New markets, new media
and consumer insight
WPP CEO Sir Martin Sorrell reports
Change can be viewed as a frienemy or froe – part friend, part enemy, part foe. Treated well, it offers enormous opportunities, but neglect its capricious nature and it becomes a threat.
Nowhere is this truer than in our industry. WPP’s strength has always been our ability to identify the trends that will inform our world and capitalise on them for our clients and ourselves. It’s how we began with two people in a room over 20 years ago. It is how we will weather the current crisis. And it is how we will position WPP for sustained growth in the years ahead – albeit with more than 110,000 people directly with us and access to over 135,000.
This means anticipating geographic, functional and technological shifts, and adjusting our business to make the most of them.
For that reason, we expect the balance of our work to move from Western Europe and other established, slower-growing economies towards dynamic new markets. They include China with its possibly 1.5 billion and rising population, along with India and the other BRICs nations, Brazil and Russia – not to mention the Next 11 identified by Goldman Sachs.

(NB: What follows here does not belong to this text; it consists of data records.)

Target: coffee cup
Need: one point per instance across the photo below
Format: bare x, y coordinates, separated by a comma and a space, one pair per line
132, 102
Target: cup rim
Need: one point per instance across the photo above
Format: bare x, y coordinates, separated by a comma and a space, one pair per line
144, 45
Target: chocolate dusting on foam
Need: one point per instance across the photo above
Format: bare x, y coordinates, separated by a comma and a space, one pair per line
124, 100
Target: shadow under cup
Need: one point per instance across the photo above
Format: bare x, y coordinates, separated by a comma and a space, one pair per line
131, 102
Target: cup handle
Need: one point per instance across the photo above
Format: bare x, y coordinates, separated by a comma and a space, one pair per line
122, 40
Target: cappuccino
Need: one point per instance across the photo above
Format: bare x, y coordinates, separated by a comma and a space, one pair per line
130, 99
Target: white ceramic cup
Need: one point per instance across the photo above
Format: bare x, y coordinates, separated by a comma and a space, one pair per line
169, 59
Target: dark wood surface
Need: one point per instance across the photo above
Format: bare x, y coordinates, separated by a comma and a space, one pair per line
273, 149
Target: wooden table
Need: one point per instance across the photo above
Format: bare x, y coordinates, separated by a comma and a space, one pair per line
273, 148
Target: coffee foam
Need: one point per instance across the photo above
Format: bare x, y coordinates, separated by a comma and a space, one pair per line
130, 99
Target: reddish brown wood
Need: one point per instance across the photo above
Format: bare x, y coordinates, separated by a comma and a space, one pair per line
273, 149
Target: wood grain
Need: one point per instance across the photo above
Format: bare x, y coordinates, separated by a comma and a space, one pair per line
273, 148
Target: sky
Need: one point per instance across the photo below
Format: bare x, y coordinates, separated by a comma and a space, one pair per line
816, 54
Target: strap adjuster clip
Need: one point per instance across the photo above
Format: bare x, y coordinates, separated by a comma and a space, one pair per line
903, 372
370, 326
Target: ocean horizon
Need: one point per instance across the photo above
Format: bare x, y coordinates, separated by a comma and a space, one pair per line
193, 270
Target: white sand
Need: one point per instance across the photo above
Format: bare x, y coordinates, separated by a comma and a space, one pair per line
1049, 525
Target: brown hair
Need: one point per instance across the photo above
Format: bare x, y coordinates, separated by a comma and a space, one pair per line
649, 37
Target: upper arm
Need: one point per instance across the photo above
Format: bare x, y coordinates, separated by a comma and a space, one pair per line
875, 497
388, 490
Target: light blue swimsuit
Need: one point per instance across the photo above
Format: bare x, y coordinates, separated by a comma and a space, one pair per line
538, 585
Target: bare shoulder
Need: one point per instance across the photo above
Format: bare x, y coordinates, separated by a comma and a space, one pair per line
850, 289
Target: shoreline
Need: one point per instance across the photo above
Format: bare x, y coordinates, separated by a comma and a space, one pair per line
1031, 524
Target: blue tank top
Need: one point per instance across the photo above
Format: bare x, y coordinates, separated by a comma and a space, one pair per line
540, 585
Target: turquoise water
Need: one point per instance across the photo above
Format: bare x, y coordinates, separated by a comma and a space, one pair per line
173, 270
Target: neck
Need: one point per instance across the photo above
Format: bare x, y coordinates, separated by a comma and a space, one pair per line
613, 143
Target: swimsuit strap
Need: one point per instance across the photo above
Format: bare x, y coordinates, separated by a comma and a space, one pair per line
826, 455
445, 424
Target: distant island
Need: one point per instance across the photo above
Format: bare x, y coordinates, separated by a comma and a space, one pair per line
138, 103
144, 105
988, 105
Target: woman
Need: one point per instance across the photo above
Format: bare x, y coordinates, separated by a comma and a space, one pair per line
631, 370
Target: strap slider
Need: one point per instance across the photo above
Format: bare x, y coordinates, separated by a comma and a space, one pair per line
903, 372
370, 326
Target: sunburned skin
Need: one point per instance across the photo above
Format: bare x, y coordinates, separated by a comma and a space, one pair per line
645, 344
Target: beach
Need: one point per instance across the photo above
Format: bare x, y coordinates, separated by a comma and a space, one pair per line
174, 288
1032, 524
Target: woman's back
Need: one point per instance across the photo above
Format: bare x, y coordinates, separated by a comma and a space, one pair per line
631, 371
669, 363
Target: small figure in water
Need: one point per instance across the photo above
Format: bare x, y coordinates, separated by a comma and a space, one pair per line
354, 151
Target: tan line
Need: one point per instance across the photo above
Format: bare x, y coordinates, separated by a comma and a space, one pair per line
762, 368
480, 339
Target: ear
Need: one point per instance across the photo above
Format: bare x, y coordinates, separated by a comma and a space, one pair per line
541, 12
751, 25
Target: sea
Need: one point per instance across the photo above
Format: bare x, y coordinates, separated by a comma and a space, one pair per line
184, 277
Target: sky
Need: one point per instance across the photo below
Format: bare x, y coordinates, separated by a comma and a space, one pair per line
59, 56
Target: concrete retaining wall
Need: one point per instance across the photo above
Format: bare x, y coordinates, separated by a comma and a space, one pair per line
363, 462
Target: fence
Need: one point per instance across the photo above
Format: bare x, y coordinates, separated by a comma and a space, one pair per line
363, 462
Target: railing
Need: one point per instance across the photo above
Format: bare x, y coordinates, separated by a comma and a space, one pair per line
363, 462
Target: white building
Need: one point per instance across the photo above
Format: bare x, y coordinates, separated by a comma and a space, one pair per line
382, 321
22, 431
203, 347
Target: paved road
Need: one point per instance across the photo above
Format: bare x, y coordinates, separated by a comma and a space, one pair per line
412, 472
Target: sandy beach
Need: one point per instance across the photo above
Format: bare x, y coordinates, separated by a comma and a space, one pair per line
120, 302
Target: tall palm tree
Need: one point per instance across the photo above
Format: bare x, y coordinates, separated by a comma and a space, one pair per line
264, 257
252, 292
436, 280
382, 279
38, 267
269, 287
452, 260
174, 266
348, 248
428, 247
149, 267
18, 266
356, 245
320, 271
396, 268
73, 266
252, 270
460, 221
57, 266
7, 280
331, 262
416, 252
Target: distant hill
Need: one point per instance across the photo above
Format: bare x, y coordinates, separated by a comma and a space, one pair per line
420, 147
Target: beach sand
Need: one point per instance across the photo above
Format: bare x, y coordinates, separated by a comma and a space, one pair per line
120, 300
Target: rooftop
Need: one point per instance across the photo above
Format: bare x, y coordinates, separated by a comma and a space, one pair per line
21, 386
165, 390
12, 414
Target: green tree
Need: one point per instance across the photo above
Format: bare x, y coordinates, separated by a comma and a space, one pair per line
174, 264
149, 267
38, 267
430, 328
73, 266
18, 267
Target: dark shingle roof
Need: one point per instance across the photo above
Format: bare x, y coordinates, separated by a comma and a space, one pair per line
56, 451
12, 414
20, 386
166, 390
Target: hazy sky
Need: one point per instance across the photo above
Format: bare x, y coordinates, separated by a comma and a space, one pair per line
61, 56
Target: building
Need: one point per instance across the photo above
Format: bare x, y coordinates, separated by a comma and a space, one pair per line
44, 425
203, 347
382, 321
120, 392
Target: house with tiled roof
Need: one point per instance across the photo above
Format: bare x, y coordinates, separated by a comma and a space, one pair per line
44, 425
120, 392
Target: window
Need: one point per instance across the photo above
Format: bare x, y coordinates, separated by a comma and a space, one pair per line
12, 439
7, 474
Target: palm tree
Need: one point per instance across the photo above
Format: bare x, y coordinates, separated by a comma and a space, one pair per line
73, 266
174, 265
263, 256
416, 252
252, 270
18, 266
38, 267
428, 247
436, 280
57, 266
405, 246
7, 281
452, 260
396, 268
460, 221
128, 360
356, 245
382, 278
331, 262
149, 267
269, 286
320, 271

The coming power shift from West to East is about more than cheap labour and low-cost manufacturing. Indeed, the old assumption that China and India will remain mere makers of cheap generic goods could prove life-threatening. Both countries are nurturing their own global brands and service industries; they will be as good as anything the West can muster.
Fortunately, WPP has leadership or near-leadership positions in all these countries (other than Iran). In India, for instance, we have a substantial market-leading share and similarly in Greater China a market-leading share, making the latter WPP’s fourth largest market already. That can only grow as we emerge from the current global crisis.
Other changes are shaping our work. Of these, the most important is the continuing expansion of those parts of our business that sit outside traditional advertising.
More of our work will be in marketing services, the so-called below-the-line areas such as Information, Insight & Consultancy, Public Relations & Public Affairs, Branding & Identity, Healthcare and Specialist Communications – particularly direct, interactive and internet communications.
Public Relations & Public Affairs, too, can expect a prosperous future as its traditional skills – building relationships and influencing opinion-formers – are brought to bear on the new internet frontiers of blogging and social networking.
These shifts in the balance of our business are inevitable as audiences fragment, the costs of television airtime continue to rise, gadgets like the personal video recorder change viewing habits, and – most importantly – as the internet’s reach extends, promising more measurable, predictable results.
Reacting to change also means understanding what will keep our clients awake in the 21st century. Overcapacity in almost all areas of manufacturing – too many cars chasing too few customers, for example – casts a cloud over prospects, forcing discounting and a profitless prosperity on key industries. This was true before the credit crunch; it is all the more so now.
Equally, the dominance of global retailers and the consequent pressure on prices will trouble many of our clients. Some companies rely on sales in Wal-Mart stores for a large part of their turnover. These sales may be crucial to the company, but for Wal-Mart the numbers may be no more than a rounding error. Understanding of distribution and retail is essential for survival.
With global companies reacting to new markets in the East and declining markets in the West, internal alignment is particularly essential. Getting everyone in a company facing the same way, working for the same vision, is key.
As the geography changes, so will old-fashioned management structures. Regional silos can expect a shake-up and local managers, sensitive to their markets, may well come to the fore again.
Consolidation also poses threats and opportunities to our clients – and is changing our industry with the rebirth of superagencies or full-service agencies and changes in the way we structure ourselves to meet companies’ needs. Large clients are increasingly looking to parent or holding companies that draw on the strength of their individual subsidiaries to present integrated solutions to their marketing needs. We are winning such pitches.
All these things dictate that hiring and retaining the right talent will remain crucial for us and our clients. And here is a paradox. It is almost as if the shortage of human capital runs in inverse proportion to excess manufacturing capacity. People and skills are always crucial.
Corporate responsibility is another concern for clients – although in truth a no-brainer. Only those seeking a fast buck and subsequent oblivion would surely think otherwise. The current economic crisis will only underline the importance of corporate responsibility and responsible consumption.
This year will be challenging, possibly the most challenging since the 1970s, but recovery of sorts may come in 2010, if only because of the massive amounts of money – $13 trillion and counting – pumped into the system in one way or another. Globalisation, free trade and scientific advance, within reasonable environmental and social constraints, will still be the most efficient way of enriching the most people in the world in the fastest time.
The big message for our industry, as ever, is that branding or differentiation and innovation – essentially, what we do – are everything. The first requirement is always a brilliant idea. Then you need co-ordination. Without the first, however, the second is pointless. You can’t, after all, co-ordinate a lousy idea. So creativity and imagination win every time. There is a limit to how much you can cut costs; there is no ceiling on innovation.